ALÉM FRONTEIRAS – As turbulências vividas pelo governo Bolsonaro também extrapolaram as fronteiras. O presidente colecionou atritos com líderes mundiais, como Angela Merkel (Alemanha) e Emmanuel Macron (França), por causa do desmatamento da floresta amazônica, que tisnou a imagem do Brasil no exterior. Criou constrangimento diplomático ao declarar torcida nas eleições da Argentina e dos Estados Unidos e fez críticas à condução da pandemia pela China, principal parceiro comercial do Brasil.

Em meio às crises vividas pelo governo, a situação econômica do país foi se deteriorando. Se nos dois primeiros anos o Brasil conseguiu manter a inflação dentro das faixas da meta do Banco Central, em 2021 ela será mais que o dobro.

Considerado um dos “desafios urgentes” do país no programa de governo do candidato Bolsonaro, a fila de desemprego passou de 13 milhões de pessoas para as atuais 14,4 milhões.

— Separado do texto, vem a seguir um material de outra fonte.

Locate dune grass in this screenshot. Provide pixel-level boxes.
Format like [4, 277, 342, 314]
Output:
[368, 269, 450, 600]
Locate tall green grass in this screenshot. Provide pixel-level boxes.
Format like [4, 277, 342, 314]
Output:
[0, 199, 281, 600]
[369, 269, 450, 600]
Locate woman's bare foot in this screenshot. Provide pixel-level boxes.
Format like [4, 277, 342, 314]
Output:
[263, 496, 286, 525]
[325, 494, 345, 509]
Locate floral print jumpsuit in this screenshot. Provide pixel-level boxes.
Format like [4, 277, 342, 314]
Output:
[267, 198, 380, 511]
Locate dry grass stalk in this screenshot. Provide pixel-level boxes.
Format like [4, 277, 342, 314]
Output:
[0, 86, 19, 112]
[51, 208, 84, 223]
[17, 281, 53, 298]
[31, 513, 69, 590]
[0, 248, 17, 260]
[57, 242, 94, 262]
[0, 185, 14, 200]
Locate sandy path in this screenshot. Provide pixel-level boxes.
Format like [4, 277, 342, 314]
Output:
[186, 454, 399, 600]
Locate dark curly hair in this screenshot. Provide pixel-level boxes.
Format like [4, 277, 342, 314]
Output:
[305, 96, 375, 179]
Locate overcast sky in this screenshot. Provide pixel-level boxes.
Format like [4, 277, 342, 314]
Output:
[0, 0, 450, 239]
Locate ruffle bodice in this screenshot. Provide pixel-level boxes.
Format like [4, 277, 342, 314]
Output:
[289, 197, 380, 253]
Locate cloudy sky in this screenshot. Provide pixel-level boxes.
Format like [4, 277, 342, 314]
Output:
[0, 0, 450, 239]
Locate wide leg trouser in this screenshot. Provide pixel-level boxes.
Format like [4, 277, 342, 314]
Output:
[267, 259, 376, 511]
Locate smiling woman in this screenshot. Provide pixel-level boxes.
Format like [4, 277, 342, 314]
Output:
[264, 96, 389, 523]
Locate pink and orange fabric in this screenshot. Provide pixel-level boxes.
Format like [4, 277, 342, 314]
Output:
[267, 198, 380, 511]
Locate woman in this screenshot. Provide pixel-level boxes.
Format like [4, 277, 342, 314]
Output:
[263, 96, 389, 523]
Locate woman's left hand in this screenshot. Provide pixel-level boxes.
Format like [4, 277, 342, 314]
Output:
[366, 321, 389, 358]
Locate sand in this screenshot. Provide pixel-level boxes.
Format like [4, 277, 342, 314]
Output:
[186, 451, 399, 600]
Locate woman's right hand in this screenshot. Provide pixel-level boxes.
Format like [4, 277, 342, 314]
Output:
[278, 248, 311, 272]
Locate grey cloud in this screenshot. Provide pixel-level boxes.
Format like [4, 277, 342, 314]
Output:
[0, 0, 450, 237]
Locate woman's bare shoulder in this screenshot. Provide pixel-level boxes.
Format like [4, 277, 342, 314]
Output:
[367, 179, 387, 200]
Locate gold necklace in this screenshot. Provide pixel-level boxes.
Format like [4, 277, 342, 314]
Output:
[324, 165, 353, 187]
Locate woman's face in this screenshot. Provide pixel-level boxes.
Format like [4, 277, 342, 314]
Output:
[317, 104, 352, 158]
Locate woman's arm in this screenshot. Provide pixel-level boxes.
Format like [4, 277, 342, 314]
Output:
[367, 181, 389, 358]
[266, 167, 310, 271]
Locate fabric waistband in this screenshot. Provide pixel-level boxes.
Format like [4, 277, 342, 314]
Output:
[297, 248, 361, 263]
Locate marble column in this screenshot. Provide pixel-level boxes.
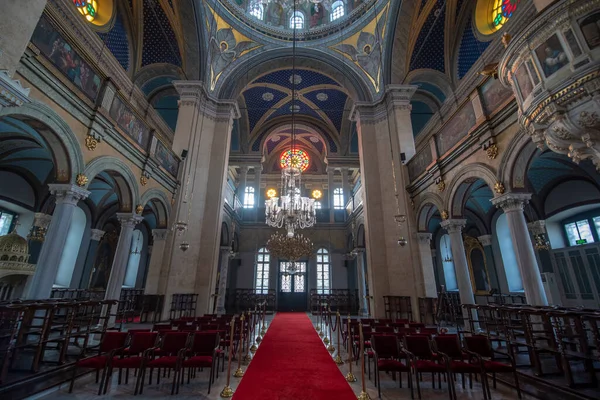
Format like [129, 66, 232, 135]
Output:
[28, 184, 90, 299]
[440, 219, 475, 318]
[216, 246, 231, 315]
[354, 248, 369, 317]
[491, 193, 548, 306]
[417, 232, 437, 298]
[159, 81, 239, 315]
[327, 167, 335, 222]
[144, 229, 169, 294]
[350, 85, 424, 318]
[104, 213, 144, 300]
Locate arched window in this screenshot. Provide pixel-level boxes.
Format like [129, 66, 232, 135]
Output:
[254, 247, 271, 294]
[290, 11, 304, 29]
[333, 188, 344, 210]
[317, 249, 331, 294]
[250, 2, 265, 19]
[331, 1, 345, 21]
[244, 186, 254, 208]
[440, 234, 458, 292]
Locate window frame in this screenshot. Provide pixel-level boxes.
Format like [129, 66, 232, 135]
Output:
[254, 247, 271, 294]
[316, 247, 331, 294]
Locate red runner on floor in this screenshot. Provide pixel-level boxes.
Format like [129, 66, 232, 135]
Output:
[233, 313, 356, 400]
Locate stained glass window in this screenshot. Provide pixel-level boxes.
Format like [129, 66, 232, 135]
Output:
[492, 0, 521, 30]
[73, 0, 98, 22]
[317, 249, 331, 294]
[254, 247, 271, 294]
[280, 149, 310, 172]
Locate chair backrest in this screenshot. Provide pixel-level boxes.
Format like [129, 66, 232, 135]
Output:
[160, 332, 190, 354]
[100, 331, 129, 353]
[190, 332, 219, 356]
[129, 332, 158, 354]
[433, 335, 463, 360]
[464, 335, 494, 358]
[404, 335, 433, 360]
[371, 335, 400, 359]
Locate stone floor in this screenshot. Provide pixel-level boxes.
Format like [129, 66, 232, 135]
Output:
[30, 319, 530, 400]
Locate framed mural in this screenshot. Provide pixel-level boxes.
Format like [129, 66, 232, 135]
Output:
[109, 96, 150, 151]
[464, 236, 492, 294]
[536, 34, 569, 77]
[481, 79, 513, 115]
[155, 140, 179, 177]
[31, 15, 102, 100]
[436, 102, 476, 155]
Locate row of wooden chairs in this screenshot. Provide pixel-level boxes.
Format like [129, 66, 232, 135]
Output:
[465, 305, 600, 388]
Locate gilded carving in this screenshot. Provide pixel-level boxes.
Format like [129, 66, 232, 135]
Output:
[75, 174, 88, 187]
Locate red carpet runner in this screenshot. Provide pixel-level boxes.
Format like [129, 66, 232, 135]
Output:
[233, 313, 356, 400]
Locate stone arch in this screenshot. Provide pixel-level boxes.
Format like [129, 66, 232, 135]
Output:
[0, 101, 85, 183]
[444, 163, 497, 217]
[417, 193, 444, 232]
[140, 188, 171, 228]
[84, 156, 140, 211]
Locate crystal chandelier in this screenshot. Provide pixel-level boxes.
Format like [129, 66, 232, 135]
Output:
[265, 0, 317, 238]
[267, 233, 313, 275]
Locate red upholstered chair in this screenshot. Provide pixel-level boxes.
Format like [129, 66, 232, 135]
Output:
[433, 335, 487, 400]
[402, 335, 452, 399]
[464, 335, 521, 398]
[138, 332, 190, 394]
[69, 331, 128, 395]
[182, 331, 219, 394]
[104, 332, 158, 394]
[371, 335, 414, 398]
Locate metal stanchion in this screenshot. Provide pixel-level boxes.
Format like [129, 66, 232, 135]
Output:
[346, 314, 356, 382]
[233, 313, 245, 378]
[221, 317, 235, 398]
[357, 322, 371, 400]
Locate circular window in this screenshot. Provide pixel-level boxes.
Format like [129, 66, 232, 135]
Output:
[73, 0, 114, 26]
[475, 0, 521, 35]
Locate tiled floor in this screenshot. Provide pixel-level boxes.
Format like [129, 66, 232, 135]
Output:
[35, 316, 528, 400]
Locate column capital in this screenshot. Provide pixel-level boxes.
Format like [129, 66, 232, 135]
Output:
[440, 219, 467, 233]
[152, 229, 169, 241]
[490, 192, 531, 213]
[48, 183, 91, 206]
[417, 232, 433, 244]
[527, 219, 546, 235]
[117, 213, 144, 228]
[477, 235, 492, 247]
[90, 229, 106, 242]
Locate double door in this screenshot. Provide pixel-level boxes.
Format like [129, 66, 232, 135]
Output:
[277, 261, 308, 311]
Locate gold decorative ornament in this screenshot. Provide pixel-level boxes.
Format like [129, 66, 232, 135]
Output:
[85, 135, 98, 151]
[485, 144, 498, 160]
[267, 189, 277, 198]
[494, 182, 504, 194]
[75, 174, 88, 187]
[438, 180, 446, 192]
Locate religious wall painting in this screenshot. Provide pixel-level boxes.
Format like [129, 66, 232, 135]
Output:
[331, 4, 389, 93]
[31, 15, 102, 100]
[206, 5, 262, 91]
[536, 34, 569, 77]
[109, 96, 150, 150]
[155, 140, 179, 177]
[481, 79, 513, 115]
[436, 102, 476, 155]
[579, 12, 600, 49]
[464, 236, 492, 295]
[515, 63, 533, 101]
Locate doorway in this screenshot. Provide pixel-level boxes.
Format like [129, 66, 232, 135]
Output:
[277, 261, 308, 311]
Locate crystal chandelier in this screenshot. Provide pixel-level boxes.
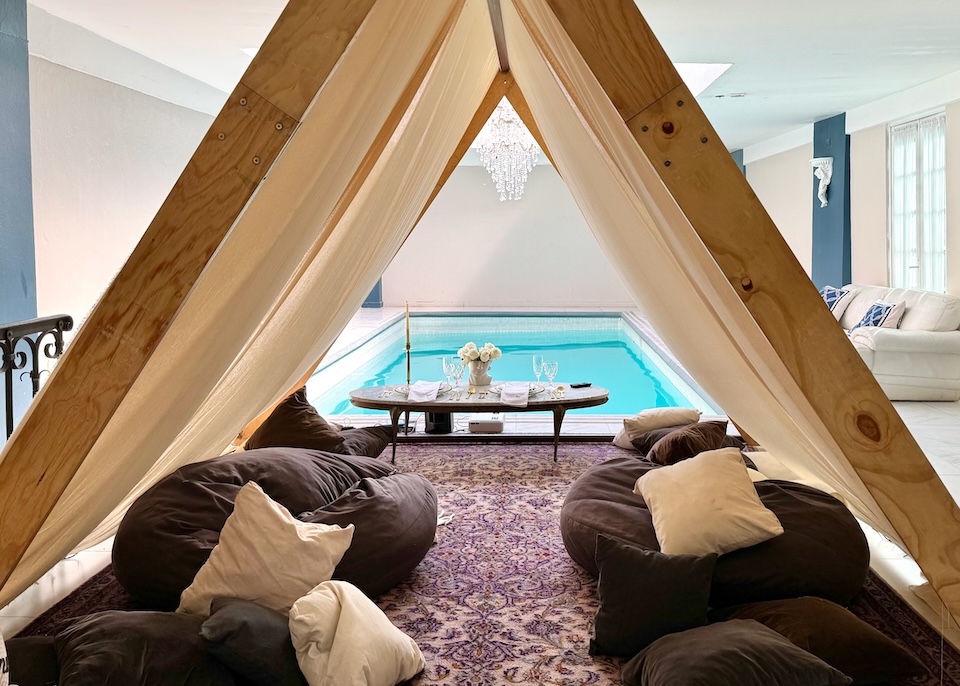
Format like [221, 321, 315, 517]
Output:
[477, 98, 540, 201]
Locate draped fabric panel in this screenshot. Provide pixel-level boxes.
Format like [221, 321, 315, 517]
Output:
[502, 0, 899, 541]
[0, 0, 497, 605]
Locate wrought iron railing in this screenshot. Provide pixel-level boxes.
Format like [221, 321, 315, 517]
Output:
[0, 314, 73, 438]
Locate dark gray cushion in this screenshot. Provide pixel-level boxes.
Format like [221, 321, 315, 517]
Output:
[711, 597, 926, 686]
[620, 619, 851, 686]
[200, 598, 307, 686]
[631, 424, 750, 460]
[244, 386, 393, 457]
[54, 610, 235, 686]
[4, 636, 60, 686]
[560, 457, 870, 607]
[590, 534, 717, 657]
[113, 448, 437, 610]
[647, 421, 727, 465]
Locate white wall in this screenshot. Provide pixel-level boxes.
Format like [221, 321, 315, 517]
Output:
[383, 165, 634, 307]
[30, 57, 213, 323]
[747, 143, 813, 274]
[850, 125, 888, 286]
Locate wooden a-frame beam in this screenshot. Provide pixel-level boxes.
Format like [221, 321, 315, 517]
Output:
[0, 0, 404, 585]
[532, 0, 960, 614]
[230, 2, 472, 448]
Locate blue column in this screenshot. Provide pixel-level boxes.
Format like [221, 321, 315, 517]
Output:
[810, 114, 850, 288]
[0, 0, 37, 436]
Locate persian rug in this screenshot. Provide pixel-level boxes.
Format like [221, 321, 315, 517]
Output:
[20, 443, 960, 686]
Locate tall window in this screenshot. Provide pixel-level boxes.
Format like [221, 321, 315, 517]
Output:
[889, 113, 947, 293]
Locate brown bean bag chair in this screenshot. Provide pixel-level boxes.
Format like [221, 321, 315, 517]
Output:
[560, 457, 870, 607]
[113, 448, 437, 610]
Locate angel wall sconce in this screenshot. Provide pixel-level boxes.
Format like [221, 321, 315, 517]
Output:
[810, 157, 833, 207]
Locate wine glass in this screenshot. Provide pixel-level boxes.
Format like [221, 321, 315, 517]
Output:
[443, 357, 457, 384]
[543, 362, 560, 390]
[450, 357, 466, 391]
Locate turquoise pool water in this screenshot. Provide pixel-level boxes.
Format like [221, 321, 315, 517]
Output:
[307, 314, 719, 415]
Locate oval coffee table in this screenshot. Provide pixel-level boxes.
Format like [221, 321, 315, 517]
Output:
[350, 383, 610, 462]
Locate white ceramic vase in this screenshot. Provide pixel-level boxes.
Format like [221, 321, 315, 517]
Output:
[470, 360, 493, 386]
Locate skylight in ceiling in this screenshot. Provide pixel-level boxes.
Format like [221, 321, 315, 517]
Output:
[673, 62, 733, 97]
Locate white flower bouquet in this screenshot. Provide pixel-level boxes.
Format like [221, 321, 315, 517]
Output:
[457, 341, 503, 364]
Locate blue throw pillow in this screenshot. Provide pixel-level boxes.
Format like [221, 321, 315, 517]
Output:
[851, 302, 894, 331]
[820, 286, 850, 321]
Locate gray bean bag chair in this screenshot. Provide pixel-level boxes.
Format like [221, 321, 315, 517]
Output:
[113, 448, 437, 610]
[560, 457, 870, 607]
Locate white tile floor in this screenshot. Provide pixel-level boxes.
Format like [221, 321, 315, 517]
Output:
[0, 307, 960, 647]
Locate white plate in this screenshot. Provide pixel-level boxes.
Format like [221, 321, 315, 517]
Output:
[393, 383, 453, 395]
[490, 383, 545, 395]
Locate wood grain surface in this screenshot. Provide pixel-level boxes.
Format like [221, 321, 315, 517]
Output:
[0, 0, 374, 583]
[546, 0, 960, 613]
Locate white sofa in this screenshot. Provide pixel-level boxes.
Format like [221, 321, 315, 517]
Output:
[839, 285, 960, 400]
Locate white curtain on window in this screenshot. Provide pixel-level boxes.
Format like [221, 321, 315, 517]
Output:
[889, 114, 947, 293]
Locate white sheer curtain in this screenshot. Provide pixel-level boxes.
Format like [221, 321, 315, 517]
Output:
[502, 0, 899, 540]
[889, 114, 947, 293]
[0, 0, 497, 606]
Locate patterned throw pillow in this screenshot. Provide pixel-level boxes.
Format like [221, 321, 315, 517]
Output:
[820, 286, 851, 321]
[851, 300, 907, 331]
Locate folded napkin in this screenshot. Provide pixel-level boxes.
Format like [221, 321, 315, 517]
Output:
[500, 381, 530, 407]
[407, 381, 440, 403]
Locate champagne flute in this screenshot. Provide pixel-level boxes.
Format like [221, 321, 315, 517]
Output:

TENSÕES À VISTA – A expectativa para os próximos 375 dias de governo, a contar de hoje até o primeiro turno das eleições de 2022, é que as tensões do governo sejam amplificadas — como ingrediente adicional, as pesquisas de intenção de voto apontam que o presidente perderia no segundo turno para os pré-candidatos presentes no tabuleiro hoje.

Essa queda de popularidade terá impacto na forma como Bolsonaro se comportará para manter arregimentada a sua base fiel de eleitores.

— Ele vai radicalizar muito ainda, porque não consegue ir para o segundo turno sem radicalizar, a não ser que a economia melhore muito. Não vejo Bolsonaro atenuar para absolutamente nada, porque ele precisa manter viva essa chama do radicalismo em 25% da população — analisa o cientista político Humberto Dantas, gestor de Educação do Centro de Liderança Pública.

Nota do blog Tribuna da Internet – Este resumo do governo veio assinado por cinco repórteres. Retirei seus nomes para livrá-los de passar ridículo. Dizer que Bolsonaro “foi convencido pelo ex-presidente Michel Temer a escrever uma carta pública apaziguando a relação com o STF, em geral, e com o ministro Alexandre de Moraes” é uma Superpiada do Ano. Na verdade, Bolsonaro jamais foi amigo de Temer, nunca se relacionaram na Câmara, pelo contrário. Além disso, ninguém consegue “convencer” Bolsonaro de nada, nem mesmo os amigos generais do Planalto. Na realidade, depois do vexame do dia 7 de Setembro, ele recebeu uma ordem – “mandaram” que procurasse Temer. Apenas isso. (C.N.)